The National Gay and Lesbian Task Force’s Creating Change conference in Oakland, California November 9-13 is being headlined by best-selling author Malcolm Gladwell, who will address what constitutes the “tipping point” for marriage equality in the U.S. Gladwell wrote a book on the subject of how ideas spread, gain a critical mass of popular acceptance, and reach a tipping point. For more information on the conference, go to


Tab Hunter Praises “Divine Law” against Gays

Faded film star Tab Hunter talks some about his closeted gay life in Hollywood in his new book. But talking with PlanetOut he makes clear that he is no gay activist. Asked why he doesn’t think people like him should be able to marry same-sex partners, he said, “I don’t think it’s up to us. There’s a divine law, a law of the state, a law of the country, and whatever those laws are I think we should abide by.” Hunter did not address how he handled the sodomy laws in force during his heyday.


Rapid Home Test for HIV

For years, the AIDS establishment resisted a home-test for HIV because users would not necessarily have the benefit of counseling and education. Home tests that were sent to labs for results have been available for years. Now the FDA has agreed to consider letting a Pennsylvania company produce the OraQuick Advance Rapid HIV Antibody Test for home use, which now is sold to doctors for $12 to $17 a pop, The New York Times reported. The company said it will include referrals to HIV information and counseling with the test.

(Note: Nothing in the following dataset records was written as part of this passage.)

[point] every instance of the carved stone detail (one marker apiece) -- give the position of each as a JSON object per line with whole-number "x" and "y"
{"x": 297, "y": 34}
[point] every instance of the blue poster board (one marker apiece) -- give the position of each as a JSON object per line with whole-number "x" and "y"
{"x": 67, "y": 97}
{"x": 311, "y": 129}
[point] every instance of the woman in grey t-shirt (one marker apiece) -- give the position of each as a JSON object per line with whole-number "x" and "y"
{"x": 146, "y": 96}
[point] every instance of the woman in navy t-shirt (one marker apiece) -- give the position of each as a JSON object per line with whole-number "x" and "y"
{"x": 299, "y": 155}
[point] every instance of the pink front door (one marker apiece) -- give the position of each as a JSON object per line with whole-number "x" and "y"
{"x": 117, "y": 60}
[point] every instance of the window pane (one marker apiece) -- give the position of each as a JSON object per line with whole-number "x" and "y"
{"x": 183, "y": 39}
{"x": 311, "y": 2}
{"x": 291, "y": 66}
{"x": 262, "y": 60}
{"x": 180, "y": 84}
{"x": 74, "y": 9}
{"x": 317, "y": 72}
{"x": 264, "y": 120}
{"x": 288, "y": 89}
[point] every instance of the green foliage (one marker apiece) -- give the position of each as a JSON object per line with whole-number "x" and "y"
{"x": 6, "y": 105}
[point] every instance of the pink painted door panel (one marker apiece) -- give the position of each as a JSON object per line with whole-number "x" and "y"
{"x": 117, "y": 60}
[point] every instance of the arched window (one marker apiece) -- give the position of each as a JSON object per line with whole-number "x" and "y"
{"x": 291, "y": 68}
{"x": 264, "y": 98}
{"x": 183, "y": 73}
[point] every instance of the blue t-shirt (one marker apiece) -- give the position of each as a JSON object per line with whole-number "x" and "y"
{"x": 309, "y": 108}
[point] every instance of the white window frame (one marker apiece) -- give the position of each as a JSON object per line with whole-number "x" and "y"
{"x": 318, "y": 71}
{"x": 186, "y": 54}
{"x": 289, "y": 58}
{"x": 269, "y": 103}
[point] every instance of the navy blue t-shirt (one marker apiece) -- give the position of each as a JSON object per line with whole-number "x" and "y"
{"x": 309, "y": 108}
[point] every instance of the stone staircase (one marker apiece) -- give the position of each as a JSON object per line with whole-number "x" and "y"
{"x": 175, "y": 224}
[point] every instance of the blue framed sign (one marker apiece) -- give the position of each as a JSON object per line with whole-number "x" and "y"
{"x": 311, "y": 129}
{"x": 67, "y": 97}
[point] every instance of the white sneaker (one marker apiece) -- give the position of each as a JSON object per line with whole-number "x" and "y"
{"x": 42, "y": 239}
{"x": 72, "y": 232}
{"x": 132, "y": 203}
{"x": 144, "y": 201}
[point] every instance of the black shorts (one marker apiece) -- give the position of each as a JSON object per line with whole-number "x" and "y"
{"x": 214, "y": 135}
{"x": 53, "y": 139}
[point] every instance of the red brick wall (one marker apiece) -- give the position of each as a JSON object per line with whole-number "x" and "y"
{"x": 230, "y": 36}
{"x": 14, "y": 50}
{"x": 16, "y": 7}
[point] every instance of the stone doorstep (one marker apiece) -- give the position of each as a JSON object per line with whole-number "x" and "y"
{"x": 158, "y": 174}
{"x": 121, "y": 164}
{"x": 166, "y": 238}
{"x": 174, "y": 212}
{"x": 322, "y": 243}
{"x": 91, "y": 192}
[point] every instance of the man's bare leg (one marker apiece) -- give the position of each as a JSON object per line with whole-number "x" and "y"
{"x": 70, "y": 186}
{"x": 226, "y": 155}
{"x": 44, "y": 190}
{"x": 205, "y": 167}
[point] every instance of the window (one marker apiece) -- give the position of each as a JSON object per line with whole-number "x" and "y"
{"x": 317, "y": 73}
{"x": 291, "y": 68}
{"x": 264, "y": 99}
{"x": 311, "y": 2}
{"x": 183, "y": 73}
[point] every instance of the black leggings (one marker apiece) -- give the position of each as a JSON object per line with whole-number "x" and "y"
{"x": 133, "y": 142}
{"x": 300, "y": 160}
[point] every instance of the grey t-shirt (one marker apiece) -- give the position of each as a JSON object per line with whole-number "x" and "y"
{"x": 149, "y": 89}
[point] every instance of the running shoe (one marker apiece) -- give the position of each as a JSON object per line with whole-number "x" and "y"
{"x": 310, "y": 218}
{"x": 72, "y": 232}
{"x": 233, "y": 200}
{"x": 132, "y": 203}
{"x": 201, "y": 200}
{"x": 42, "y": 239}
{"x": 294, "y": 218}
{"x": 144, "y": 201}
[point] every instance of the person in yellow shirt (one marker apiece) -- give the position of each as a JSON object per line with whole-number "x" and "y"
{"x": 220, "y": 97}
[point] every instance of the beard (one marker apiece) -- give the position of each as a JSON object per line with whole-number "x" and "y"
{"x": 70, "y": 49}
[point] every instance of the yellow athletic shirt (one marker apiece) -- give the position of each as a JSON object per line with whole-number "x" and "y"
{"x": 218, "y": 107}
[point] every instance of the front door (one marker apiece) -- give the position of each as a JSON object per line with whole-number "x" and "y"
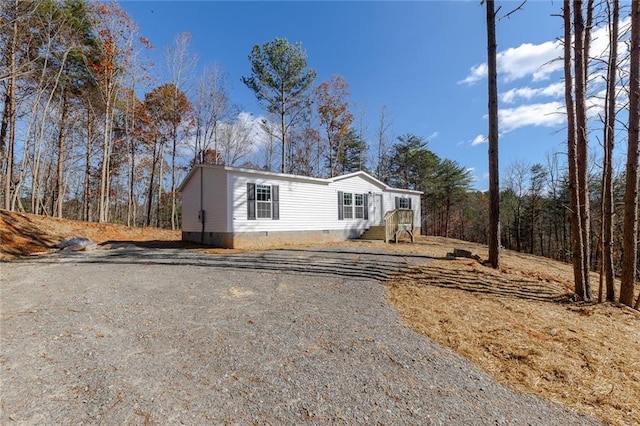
{"x": 377, "y": 209}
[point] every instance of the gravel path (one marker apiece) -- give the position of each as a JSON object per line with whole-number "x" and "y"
{"x": 147, "y": 336}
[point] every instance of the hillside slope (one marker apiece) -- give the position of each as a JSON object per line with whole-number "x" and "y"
{"x": 24, "y": 234}
{"x": 518, "y": 324}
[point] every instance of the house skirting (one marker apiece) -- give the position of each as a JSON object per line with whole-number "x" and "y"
{"x": 269, "y": 239}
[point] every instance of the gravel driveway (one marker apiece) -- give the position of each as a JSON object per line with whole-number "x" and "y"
{"x": 137, "y": 335}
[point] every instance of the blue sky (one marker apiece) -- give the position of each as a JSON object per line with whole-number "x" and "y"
{"x": 423, "y": 60}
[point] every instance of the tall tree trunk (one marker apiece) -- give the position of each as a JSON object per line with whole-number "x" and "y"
{"x": 86, "y": 203}
{"x": 10, "y": 111}
{"x": 150, "y": 192}
{"x": 173, "y": 179}
{"x": 160, "y": 172}
{"x": 283, "y": 127}
{"x": 62, "y": 134}
{"x": 131, "y": 208}
{"x": 494, "y": 180}
{"x": 607, "y": 172}
{"x": 574, "y": 199}
{"x": 106, "y": 151}
{"x": 630, "y": 232}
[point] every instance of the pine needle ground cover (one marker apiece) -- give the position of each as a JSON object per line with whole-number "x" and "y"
{"x": 518, "y": 324}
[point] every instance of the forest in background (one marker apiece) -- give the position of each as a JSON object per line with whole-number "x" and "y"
{"x": 89, "y": 133}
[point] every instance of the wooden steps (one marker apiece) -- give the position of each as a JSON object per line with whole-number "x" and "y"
{"x": 373, "y": 233}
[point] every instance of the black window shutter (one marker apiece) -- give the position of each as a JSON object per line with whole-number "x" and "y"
{"x": 366, "y": 206}
{"x": 275, "y": 202}
{"x": 251, "y": 201}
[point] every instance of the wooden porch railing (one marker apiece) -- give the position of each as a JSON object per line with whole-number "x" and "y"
{"x": 396, "y": 222}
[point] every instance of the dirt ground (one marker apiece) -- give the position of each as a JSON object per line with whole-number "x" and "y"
{"x": 517, "y": 324}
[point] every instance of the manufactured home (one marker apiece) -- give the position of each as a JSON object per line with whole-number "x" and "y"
{"x": 232, "y": 207}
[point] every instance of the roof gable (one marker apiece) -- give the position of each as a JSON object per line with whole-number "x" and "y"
{"x": 284, "y": 176}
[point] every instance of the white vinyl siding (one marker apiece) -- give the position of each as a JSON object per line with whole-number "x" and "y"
{"x": 299, "y": 204}
{"x": 347, "y": 205}
{"x": 214, "y": 196}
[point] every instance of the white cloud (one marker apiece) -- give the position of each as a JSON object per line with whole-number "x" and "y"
{"x": 550, "y": 114}
{"x": 478, "y": 72}
{"x": 555, "y": 90}
{"x": 535, "y": 60}
{"x": 539, "y": 61}
{"x": 480, "y": 139}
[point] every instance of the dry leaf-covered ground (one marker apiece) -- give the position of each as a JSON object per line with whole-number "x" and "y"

“It’s better than nothing,” Gregg Gonsalvez of GMHC told the newspaper, “but it’s not a magic bullet.”


Why Boy George Called the Cops

George O’Dowd aka Boy George faces 15 years for possession of cocaine in his Manhattan apartment. The cops discovered the stash after O’Dowd called them in to protect him from a hustler who was trying to rob him, the New York Post reported. The story alleges that Kyoko Nagami, a “friend” of O’Dowd’s, flipped on him and told police there was “a lot more” cocaine in his bedroom. O’Dowd’s lawyer has said the drugs did not belong to the singer.